You are viewing a plain text version of this content. The canonical link for it is here.

Posted to dev@apr.apache.org by Yann Ylavic <yl...@gmail.com> on 2014/07/10 19:53:42 UTC

Skiplist improvements

Hello,

while trying to play with skiplists and multiple identical values
(doublons, inserted with apr_skiplist_add), I have faced several
issues.

The doublons compare equally but do not necessarily contain the same
object, hence I had hoped that doublons added last would have been
inserted last (this is the case, apr_skiplist_pop() works as
expected), and that apr_skiplist_find() would have returned the first
(oldest, FIFO) or last (newest, LIFO) all the time (this is not the
case).

The issue is that when a doublon is insert_compare()d, it will not
necessarily (and even unlikely) be at the same height as the existing
doublon(s).
Hence a "skip path" may be created between any previous value and the
new doublon just inserted, and that path may be taken by
apr_skiplist_find() to skip the oldest doublon(s).

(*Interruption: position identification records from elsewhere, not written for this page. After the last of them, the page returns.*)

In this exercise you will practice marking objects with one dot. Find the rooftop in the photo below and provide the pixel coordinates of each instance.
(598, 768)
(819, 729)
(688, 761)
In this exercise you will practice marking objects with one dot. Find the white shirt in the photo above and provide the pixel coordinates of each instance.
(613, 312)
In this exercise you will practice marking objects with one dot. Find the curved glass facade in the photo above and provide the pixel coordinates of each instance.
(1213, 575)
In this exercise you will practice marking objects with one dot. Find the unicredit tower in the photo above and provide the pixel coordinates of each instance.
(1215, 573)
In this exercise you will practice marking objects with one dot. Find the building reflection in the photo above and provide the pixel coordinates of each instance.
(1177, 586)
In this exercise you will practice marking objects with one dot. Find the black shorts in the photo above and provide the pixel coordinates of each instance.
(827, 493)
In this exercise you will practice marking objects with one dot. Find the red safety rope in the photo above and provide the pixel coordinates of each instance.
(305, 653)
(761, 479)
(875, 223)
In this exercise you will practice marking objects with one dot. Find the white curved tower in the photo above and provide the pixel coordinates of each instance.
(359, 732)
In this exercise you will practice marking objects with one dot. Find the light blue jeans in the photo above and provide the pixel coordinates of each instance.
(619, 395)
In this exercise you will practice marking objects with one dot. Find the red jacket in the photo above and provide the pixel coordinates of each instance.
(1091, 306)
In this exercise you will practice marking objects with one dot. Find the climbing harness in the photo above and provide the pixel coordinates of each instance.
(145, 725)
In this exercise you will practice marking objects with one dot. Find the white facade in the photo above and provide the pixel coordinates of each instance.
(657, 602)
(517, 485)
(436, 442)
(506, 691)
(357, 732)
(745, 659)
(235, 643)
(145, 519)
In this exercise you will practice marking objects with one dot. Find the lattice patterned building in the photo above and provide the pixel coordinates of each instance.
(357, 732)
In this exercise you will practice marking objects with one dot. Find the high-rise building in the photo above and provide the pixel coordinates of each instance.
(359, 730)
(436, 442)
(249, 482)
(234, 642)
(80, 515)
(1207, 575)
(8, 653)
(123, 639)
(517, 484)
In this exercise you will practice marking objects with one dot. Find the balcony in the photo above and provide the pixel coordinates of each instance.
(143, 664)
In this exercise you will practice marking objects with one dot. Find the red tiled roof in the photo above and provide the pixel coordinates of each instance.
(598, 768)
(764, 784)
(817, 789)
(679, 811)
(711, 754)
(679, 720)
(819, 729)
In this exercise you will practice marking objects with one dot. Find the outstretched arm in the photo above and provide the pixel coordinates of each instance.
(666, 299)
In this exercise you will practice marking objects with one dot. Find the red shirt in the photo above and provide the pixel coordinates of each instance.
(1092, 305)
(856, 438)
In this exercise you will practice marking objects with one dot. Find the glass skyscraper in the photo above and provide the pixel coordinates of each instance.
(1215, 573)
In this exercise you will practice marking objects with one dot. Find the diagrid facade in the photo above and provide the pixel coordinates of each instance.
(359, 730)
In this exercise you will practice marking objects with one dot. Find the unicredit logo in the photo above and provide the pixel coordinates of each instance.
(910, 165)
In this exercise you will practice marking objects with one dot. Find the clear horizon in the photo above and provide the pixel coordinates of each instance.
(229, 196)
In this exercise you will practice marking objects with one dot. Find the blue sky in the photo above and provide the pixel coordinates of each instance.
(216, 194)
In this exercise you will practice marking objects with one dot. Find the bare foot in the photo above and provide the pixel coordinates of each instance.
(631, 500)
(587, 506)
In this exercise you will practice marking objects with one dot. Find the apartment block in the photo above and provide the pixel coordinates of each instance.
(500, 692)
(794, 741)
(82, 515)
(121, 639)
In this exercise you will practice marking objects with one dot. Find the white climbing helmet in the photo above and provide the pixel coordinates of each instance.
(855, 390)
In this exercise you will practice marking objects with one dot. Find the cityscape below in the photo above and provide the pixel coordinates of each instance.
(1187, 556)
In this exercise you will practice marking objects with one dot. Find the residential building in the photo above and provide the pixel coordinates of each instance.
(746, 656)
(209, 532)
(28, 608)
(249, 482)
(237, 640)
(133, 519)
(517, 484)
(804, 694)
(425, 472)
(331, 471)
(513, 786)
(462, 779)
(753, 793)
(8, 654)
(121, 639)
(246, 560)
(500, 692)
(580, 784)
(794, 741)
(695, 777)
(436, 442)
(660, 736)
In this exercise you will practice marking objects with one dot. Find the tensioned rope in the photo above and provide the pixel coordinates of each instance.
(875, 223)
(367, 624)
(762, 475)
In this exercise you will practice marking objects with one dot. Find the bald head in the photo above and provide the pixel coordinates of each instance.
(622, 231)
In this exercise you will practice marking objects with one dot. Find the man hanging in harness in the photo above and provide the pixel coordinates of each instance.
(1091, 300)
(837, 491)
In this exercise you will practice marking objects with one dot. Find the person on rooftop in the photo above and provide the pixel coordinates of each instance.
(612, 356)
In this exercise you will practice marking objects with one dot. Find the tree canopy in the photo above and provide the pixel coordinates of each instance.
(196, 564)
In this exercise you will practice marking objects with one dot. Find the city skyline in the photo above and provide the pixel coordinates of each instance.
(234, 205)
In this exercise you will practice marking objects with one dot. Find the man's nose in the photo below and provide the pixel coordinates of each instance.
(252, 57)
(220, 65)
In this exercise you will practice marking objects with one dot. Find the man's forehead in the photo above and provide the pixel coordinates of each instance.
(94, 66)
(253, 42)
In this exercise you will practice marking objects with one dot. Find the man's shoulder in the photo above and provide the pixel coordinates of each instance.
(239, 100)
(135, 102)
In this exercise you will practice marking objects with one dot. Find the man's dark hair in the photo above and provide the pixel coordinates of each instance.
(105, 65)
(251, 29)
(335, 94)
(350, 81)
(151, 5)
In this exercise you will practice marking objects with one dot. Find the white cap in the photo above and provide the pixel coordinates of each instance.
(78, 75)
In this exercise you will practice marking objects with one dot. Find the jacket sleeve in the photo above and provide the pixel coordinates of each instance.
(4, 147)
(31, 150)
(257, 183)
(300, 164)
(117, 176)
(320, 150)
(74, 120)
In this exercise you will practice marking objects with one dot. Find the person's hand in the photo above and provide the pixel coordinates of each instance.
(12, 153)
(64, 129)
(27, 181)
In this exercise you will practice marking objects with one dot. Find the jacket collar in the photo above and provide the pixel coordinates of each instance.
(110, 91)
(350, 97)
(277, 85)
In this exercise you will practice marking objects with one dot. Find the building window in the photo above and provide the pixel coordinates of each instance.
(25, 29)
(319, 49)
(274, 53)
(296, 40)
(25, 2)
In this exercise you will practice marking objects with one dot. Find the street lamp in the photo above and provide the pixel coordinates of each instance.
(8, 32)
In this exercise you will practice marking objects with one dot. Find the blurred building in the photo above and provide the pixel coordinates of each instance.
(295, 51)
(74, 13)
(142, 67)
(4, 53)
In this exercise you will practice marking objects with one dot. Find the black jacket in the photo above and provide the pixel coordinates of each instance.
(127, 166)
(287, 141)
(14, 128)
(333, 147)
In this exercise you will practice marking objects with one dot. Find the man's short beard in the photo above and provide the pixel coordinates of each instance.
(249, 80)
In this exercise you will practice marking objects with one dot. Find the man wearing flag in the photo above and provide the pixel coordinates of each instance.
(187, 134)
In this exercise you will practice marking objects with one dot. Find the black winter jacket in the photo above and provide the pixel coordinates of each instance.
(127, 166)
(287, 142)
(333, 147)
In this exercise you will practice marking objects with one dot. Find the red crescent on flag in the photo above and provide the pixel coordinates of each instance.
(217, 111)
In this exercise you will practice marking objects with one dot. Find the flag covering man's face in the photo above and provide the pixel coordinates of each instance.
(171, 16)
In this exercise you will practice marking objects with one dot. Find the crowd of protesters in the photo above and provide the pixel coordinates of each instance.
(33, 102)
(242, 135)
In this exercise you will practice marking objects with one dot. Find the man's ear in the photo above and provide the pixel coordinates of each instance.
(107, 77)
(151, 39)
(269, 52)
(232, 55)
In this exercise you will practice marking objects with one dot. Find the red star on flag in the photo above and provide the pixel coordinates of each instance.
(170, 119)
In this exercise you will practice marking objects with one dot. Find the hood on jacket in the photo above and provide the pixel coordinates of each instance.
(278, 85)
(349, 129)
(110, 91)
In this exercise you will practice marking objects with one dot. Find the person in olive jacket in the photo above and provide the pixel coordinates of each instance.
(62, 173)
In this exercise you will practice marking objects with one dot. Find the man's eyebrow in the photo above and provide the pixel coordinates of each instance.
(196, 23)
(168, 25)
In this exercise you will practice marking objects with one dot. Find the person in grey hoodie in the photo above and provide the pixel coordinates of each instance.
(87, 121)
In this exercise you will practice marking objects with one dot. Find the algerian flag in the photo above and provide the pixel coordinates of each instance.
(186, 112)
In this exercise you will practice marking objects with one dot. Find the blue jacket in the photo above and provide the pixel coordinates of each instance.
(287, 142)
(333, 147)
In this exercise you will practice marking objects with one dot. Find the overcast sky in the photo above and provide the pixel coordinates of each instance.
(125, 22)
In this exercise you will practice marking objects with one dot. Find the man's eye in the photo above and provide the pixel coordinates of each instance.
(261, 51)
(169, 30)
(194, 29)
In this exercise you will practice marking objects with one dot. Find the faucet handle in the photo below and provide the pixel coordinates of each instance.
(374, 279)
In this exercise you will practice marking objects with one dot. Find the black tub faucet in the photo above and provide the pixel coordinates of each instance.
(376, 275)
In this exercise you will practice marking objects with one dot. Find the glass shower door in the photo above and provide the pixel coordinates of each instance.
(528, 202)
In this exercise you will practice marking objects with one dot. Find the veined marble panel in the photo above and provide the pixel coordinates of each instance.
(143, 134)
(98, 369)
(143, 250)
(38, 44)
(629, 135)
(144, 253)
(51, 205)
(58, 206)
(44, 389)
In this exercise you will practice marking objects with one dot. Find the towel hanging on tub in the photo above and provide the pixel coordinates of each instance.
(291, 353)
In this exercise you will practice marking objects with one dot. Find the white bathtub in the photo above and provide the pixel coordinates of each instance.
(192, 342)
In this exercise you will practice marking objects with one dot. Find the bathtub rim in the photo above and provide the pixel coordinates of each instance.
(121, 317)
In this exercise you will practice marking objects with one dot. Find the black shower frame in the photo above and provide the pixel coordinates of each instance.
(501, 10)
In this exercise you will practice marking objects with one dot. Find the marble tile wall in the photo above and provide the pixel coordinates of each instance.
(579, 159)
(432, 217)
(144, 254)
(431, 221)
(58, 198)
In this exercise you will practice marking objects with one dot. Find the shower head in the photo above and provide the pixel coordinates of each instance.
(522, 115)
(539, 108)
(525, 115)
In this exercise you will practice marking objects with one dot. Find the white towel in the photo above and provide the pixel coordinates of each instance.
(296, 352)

I think this is not a desirable behaviour (the internals are
probabilistic but the returned values through the API shouldn't be :p
).

Another reason for this to be fixed is that I'd also like to have
apr_skiplist_replace[_compare]() functions that replace any existing
doublon(s) with the new value.
This is similar to apr_table_add() vs apr_table_set(), but since
apr_skiplist_set_compare() already exists (for something else), maybe
the term "replace" can be used instead of "set" here, and we would
have 3 insertion functions (modulo the _compare() versions):
apr_skiplist_insert (keep existing doublon(s) if a new one is
inserted), apr_skiplist_add (always insert), and apr_skiplist_replace
(as described above).

Beyond the names, apr_skiplist_replace() would be hard/costly to
implement if insertions don't follow a deterministic rule. Suppose the
"skip path"s taken by insert_compare() do not lead to the first
doublon, we would have to check both next and prev (which is not an
easy thing in a skiplist's structure) to be sure to remove all the
existing doublons.
Again, using the same height for inserted doublons helps here.

Since all the doublons are at the same height, we can create a link
between them, so that we can walk trough them quickly (a simple
pointer that equals the "next" pointer when the next entry is a
doublon is enough to either go to the last doublon, and/or skip the
doublons as a whole to reach the next non-doublon entry).

Based on this, I created the attached patch that provides :
- apr_skiplist_replace[_compare]() as described above,
- apr_skiplist_find_last[_compare]() which return the last searched
doublon instead of the first one returned by the existing
apr_skiplist_find[_compare](),
- apr_skiplist_remove_(first/last)[_compare]() which remove
respectively the first/last doublon, whereas the existing
apr_skiplist_remove[_compare]() remove them all,
- apr_skiplist_size() and apr_skiplist_height() that return the
current size and height of the skiplist (cheap and good to have, the
patch also fixes a double increment of the size in the
insert_compare() function so that the returned value is valid, though
not used internally),
- apr_skiplist_alloc_raw() which uses malloc (or apr_palloc) instead
of the zeroing calloc (or apr_pcalloc), is also used internally where
a double initialization is sub-optimal,
- apr_skiplist_clear() which does what apr_skiplist_destroy() was
doing, by changing apr_skiplist_destroy() so that is free()s the given
skiplist pointer if it was malloc()ed (the current implementation with
no pool allocates the skiplist's struct in init() but does not free it
in destroy(), I find this error/leak prone),
- reentrant iterators (in + out) for
apr_skiplist_find[_last][_compare]() so that one can use this
functions to iterate sequentially or over the doublons by using the
last outputed iterator as input (the new
apr_skiplist_find_last[_compare]() also take a prev iterator as
argument so that one can use with the previous node of a last doublon,
eg. to continue/remove from there),
-apr_skiplist_top() which returns the top of the skiplist (useful to
initialize iterators or else),
-apr_skiplist_element() which returns the element of the given node
(useful to dereference an iterator),
- some debug/printf traces #if SKIPLIST_DEBUG_OUT,
- a bunch of tests in testskiplist.c to validate all that (maybe still
incomplete).

This is a all in one patch I came to by adding missing things on the fly.
I can stage it if needed, but for now just wanted to propose the ideas
for comments/review.

Thoughs?

Regards,
Yann.